Burned landscapes in the tall tower footprint area were estimated based on Landsat ETM 5,8 satellite images. For selected burned areas a magnitude of ecological change caused by fires (“burn severity”) was measured and mapped with a Normalized Burn Ratio index (dNBR) and further calibrated by a complementary field based Composite Burn Index (CBI). Additionally, values of combustion efficiency (CE) for studied areas were calculated based on the time series of CO/CO2 mixing ratios measured at 300 m a.g.l. in fire plumes while air transport from specific wildfires upwind of the measurement site was traced based on ensembles of 24-hrs backward trajectories from ARL NOAA HYSPLIT model. Active fire spots were detected from Terra/Aqua MODIS satellite data. Field investigations were performed on study plots established after fire in the dominant ecosystems of Central Siberia (lichen pine, moss pine, mixed forest, dark forest and peat bog) where estimations of woody C pools and their mapping were made with a laser-based field instrumentation system. Soil respiration rates were measured within the plots using a dynamic closed chamber method by a portable LI-6400 system.

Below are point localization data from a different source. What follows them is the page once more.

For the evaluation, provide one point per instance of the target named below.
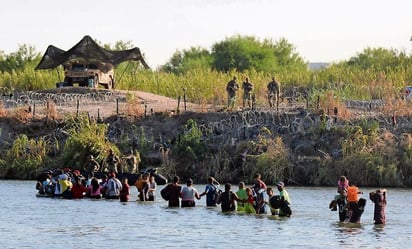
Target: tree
(380, 59)
(247, 53)
(23, 57)
(183, 61)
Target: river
(27, 221)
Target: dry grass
(51, 111)
(329, 102)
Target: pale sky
(320, 30)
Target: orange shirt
(353, 194)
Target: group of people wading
(249, 99)
(257, 199)
(351, 207)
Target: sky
(320, 30)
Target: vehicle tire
(109, 85)
(69, 81)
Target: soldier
(247, 93)
(273, 92)
(231, 88)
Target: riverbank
(297, 145)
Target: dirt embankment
(158, 116)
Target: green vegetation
(369, 156)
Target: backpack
(165, 193)
(215, 194)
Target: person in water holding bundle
(188, 194)
(343, 184)
(211, 192)
(355, 206)
(228, 199)
(378, 197)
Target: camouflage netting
(88, 50)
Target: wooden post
(178, 105)
(117, 107)
(78, 106)
(184, 98)
(34, 109)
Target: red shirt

Within all studied ecosystems soil efflux rates 3 yrs after fire demonstrated 15 - 25% lower values compared to pre-fire conditions. The highest values within ecosystems after fire have been found out in wet and less disturbed dark and mixed forests (up to 3,8). In these ecosystems fires occured mostly in a smoldering phase (CE = 0,92 - 0,93) and a field calibrated dNBR didn’t exceed 25 – 30%. Such fires could cause only a surface mineralization that resulted in soil fertilization after fire and a spread vegetation cover was found within the plots. A linear regression analysis has shown a good correlation (r2=0.91 – 0.98) of soil efflux rates and soil temperature (10 cm depth), which confirms the essential input of autotrophic respiration into a total C flux. In turn the lowest values (≈ 2,5) were typical within the dry pine stands with the highest dNBR (≈ 45%), where CE could reach up to 0,99 demonstrating a prevailing flame phase of fire. Within these plots we found out >80% of dead trees and highly damaged vegetation cover with patches of exposed mineral soil. Decomposition processes in C cycling of such ecosystems are believed to be prevailing. Linear regressions analysis of efflux rates and soil temperature didn’t demonstrate any correlation (r2=0.02), which also suggests a primarily heterotrophic origin of C flux.
This research was supported financially by the Max Planck Society (Germany), project of RSF # 14-24-00113 and RFBR grant # 15-45-04423.